Many of the same types of products shipped by highway are also shipped on the rail. Rail shipments involve greater quantities than in highway containers and multiple containers in the same train.
Rail tank cars are either pressure or non-pressure. Pressure cars have no valves showing on the tank top or dome cover. If valves or piping are showing, it is a liquid car. Rail cars must be placarded regardless of the quantity of hazardous materials in the car. The same types of placards used on the highway are also used on rail cars.
Conducting a study
To begin a commodity flow studies, following training of personnel, determine major interstate, federal, state and local highways. Most of the same major routes used for travel are also used for shipments of hazardous materials. Information may be available from the state department of transportation, the carrier enforcement department of the state law enforcement agency or trucking companies.
If hazardous materials are found to be transported on a particular route, chances are they will be transported on that route on a regular basis. If railroads pass through a community or response jurisdiction, commodity flow studies can be conducted on rail transportation of hazardous materials using the same training and tools as for highway transportation.

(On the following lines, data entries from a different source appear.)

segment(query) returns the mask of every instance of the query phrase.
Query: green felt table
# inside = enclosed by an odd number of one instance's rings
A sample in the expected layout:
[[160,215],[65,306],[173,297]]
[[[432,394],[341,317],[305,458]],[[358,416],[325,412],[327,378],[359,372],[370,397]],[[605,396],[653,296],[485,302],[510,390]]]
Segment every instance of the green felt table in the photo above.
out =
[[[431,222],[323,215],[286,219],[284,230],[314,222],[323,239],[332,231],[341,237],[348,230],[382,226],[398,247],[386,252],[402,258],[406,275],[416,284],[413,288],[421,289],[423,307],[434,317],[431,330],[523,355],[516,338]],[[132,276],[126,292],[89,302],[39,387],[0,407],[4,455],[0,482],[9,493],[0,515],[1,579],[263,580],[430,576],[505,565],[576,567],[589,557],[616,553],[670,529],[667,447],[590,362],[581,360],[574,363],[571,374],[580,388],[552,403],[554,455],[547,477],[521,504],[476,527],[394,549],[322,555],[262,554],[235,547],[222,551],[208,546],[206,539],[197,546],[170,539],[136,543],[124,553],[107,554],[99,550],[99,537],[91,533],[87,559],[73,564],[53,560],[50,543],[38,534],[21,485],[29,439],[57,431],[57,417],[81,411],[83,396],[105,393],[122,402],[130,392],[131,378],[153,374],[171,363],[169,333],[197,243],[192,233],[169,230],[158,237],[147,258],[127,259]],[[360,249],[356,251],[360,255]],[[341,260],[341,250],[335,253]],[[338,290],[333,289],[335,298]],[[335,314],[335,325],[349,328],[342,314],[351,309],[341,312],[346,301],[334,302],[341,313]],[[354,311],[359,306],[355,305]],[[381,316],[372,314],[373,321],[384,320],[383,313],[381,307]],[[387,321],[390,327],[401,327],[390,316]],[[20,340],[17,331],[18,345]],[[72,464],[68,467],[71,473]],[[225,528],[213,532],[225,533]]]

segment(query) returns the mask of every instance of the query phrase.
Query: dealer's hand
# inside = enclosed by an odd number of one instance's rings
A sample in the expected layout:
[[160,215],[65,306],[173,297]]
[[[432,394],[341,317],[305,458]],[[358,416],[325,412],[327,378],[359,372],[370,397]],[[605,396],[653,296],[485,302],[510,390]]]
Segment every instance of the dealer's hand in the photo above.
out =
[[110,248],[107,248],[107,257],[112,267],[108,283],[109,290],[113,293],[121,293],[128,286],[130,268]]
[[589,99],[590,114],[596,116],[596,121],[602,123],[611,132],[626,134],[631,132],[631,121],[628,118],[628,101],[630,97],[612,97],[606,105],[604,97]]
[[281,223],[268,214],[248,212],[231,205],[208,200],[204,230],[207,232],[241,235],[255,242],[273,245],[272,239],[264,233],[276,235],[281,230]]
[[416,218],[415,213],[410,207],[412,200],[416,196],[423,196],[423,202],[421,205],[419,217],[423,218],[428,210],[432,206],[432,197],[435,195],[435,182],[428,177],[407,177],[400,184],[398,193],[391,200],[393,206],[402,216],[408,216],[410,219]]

Forms can be developed to facilitate fast recording of information – in most cases, vehicles and trains will not stop to let you gather information, so you must be quick. Photos of transportation vehicles or rail cars may also be a way to obtain information and you can use the photos to conduct your study report. Tanker trucks carrying hazardous materials will almost always be marked or placarded.
Here is a checklist of tips and information to help in conducting a placard survey of transportation routes:
• Work from a safe location
• Count all box trailers and intermodal containers on the highway
• Note highway vehicles with placards
• Note trucking company names
• Note stenciled commodity names
• Note type of container/tank whether pressure or non-pressure
Railcars are required to be placarded, regardless of the quantity of hazardous material present. That requirement makes a survey of the railroad easier to do.
• Identify the cars with placards
• Note the type of car; i.e., box car, pressure tanker, liquid tanker
• Note any stenciling of names on tank cars
• List any markings on railcars, such as names of manufacturers, chemical companies, etc.